The amount of time we spend with Pantazi creates an imbalance in the voices of the novel; we hear much less from Paşadia and Pirgu. The narrator assures us that Paşadia had written “works that could have come from the quill of Cardinal de Retz or the pencil of Saint-Simon, pages worthy of Tacitus” but he does not quote from these works. We do get occasional shouts of filthy vulgarity from Pirgu, but I would have liked ten pages of his obscenities and street slang.
Perhaps Paşadia and Pirgu reflect the two options available to an aesthete such as Pantazai: either become a scholar divorced from the world outside one’s library or seek a base indulgence in the physical pleasures of civilization’s underbelly. Pantazi’s inability to find a mean between these two poles - manifested most prominently in his inability to achieve romantic love - brings a sense of melancholy to the novel’s literary beauty. And it prompts me to turn again to the question of its translation.
Though Romanian is a romance language and many of the very unusual words used in this translation are latinate, Cotter tells us in his introduction that Caragiale sought to emphasize the non-European features of Romania through his prose - and thus his primary source of arcane vocabulary was not Greek or Latin but Turkish. However, due to the English language’s paucity of Turkish-derived vocabulary, Cotter has substituted mostly Latin-derived words for Turkish ones. His decision likely approximates Caragiale’s baroque style, but it may serve the opposite effect. A novel littered with arcane Latinisms seems all too European, creating prose that looks like it could have come from Paris or Vienna. I get the sense we are missing something essential to the novel, something that can only be grasped in the original Romanian.

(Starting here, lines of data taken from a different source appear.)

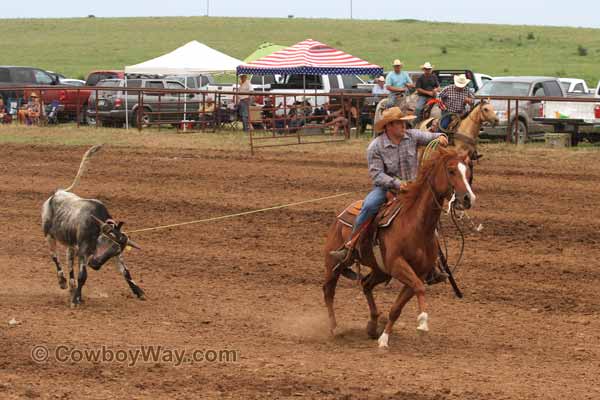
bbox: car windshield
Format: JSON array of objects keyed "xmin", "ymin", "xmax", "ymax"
[
  {"xmin": 86, "ymin": 72, "xmax": 120, "ymax": 86},
  {"xmin": 97, "ymin": 80, "xmax": 121, "ymax": 87},
  {"xmin": 477, "ymin": 81, "xmax": 531, "ymax": 96}
]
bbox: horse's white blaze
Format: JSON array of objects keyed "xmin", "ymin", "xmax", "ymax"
[
  {"xmin": 457, "ymin": 163, "xmax": 476, "ymax": 205},
  {"xmin": 417, "ymin": 312, "xmax": 429, "ymax": 332},
  {"xmin": 378, "ymin": 332, "xmax": 389, "ymax": 348},
  {"xmin": 447, "ymin": 193, "xmax": 456, "ymax": 214}
]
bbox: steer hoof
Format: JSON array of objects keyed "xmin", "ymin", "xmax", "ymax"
[{"xmin": 58, "ymin": 277, "xmax": 67, "ymax": 290}]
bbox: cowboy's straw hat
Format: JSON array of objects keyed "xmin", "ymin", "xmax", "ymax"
[
  {"xmin": 453, "ymin": 74, "xmax": 470, "ymax": 88},
  {"xmin": 375, "ymin": 107, "xmax": 416, "ymax": 132},
  {"xmin": 30, "ymin": 92, "xmax": 39, "ymax": 98},
  {"xmin": 420, "ymin": 62, "xmax": 434, "ymax": 69},
  {"xmin": 392, "ymin": 59, "xmax": 404, "ymax": 66}
]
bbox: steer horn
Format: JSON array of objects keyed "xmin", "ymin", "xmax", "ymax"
[{"xmin": 126, "ymin": 237, "xmax": 142, "ymax": 250}]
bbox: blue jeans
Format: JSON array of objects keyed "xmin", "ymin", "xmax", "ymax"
[
  {"xmin": 352, "ymin": 186, "xmax": 388, "ymax": 234},
  {"xmin": 239, "ymin": 99, "xmax": 250, "ymax": 131},
  {"xmin": 415, "ymin": 96, "xmax": 428, "ymax": 120}
]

Cotter’s translation is a great achievement, probably the best I’ve reviewed for this newsletter so far, but one that has me pondering the limits of translation. I wonder what this book would have looked like had Cotter gone the opposite route and looked for Old English, Scots, Gaelic, Welsh, and other Celtic words. I hope one day to see another translation of Rakes of the Old Court that does just that.